Estilo é menos anárquico, mas sem deixar de lado os experimentalismos, nos shows que serão realizados neste final de semana em São Paulo, ele será acompanhado por instrumentistas como Rob Mazurek e Matt Lux (ambos do Chicago Underground) e, os brasileiros Guilherme Granado e Maurício Takara.
Ferrell Sanders nasceu em Little Rock no Arkansas e começou sua carreira profissional em Oakland, Califórnia. Em 1961, já em Nova Iorque, ganhou o apelido Pharoah de Sun Ra, uma das personalidades mais excêntricas do jazz moderno.

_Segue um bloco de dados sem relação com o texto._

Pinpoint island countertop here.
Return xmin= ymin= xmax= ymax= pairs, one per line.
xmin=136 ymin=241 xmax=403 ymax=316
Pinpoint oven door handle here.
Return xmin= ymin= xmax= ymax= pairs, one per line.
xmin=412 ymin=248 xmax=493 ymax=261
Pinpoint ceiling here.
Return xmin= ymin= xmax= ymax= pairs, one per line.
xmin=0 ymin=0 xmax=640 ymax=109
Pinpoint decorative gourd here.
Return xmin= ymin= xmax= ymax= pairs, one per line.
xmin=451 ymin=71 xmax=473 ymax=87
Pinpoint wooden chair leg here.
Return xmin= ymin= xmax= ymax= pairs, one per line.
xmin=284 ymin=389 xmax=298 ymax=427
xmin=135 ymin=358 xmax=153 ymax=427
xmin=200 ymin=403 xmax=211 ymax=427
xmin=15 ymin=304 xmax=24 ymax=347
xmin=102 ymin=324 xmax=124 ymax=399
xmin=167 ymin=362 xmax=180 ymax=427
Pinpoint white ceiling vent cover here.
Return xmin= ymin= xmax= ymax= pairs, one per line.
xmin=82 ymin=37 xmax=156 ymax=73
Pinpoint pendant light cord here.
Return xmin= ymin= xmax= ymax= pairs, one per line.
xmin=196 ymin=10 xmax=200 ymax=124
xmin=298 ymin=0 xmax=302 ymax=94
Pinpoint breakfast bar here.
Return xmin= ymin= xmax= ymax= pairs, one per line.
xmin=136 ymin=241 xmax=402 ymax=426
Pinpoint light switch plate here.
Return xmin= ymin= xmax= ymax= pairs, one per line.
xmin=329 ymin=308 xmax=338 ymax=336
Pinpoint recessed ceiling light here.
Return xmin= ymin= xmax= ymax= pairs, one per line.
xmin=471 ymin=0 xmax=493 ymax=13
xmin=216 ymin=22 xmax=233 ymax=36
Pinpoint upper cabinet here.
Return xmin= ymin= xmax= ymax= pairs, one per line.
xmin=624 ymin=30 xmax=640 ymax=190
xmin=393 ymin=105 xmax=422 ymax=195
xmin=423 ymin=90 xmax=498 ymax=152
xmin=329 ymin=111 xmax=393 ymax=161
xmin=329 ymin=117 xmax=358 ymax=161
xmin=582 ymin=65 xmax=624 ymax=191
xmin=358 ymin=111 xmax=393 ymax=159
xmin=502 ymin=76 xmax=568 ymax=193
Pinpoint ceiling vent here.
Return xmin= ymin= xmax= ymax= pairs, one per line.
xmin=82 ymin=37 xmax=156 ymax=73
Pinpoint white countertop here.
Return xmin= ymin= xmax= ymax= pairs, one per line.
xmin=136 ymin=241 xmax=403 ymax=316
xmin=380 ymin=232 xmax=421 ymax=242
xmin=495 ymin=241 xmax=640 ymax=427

Pharoah também colaborou com outros ícones do free jazz como Don Cherry e Ornette Coleman. Ao lado de John Coltrane, alcançou notoriedade e participou de pelo menos nove de seus álbuns. Os álbuns mais famosos de Sanders foram gravados no fim dos anos 1960 e começo dos anos 1970 pela gravadora americana de jazz Impulse Records, incluindo o clássico "The Creator has a Master Plan", do álbum ”Karma” e os álbuns “Jewels of Thought”, “Deaf Dumb and Blind” e “Thembi”. .
Depois das viagens sonoras que fez ao lado de Coltrane – até hoje difíceis de entender –, o saxofonista Ferrell Sanders (Pharoah é uma corruptela que remete à palavra pharaoh, “faraó” em inglês) deu início a uma carreira pelo selo Impulse!, ícone do jazz espiritualizado e experimental, pelo qual lançou os clássicos Karma e Jewels of Thought (ambos de 1969).
Os trabalhos de Sanders buscavam a transcendência espiritual – “The Creator Has a Master Plan”, faixa de Karma, é um exemplo – e de­­­fen­­­diam a identidade negra, fazendo referências ao continente africano e à força da raça. Outros discos importantes dele se chamaram Black Unity (1971) e Africa (1987).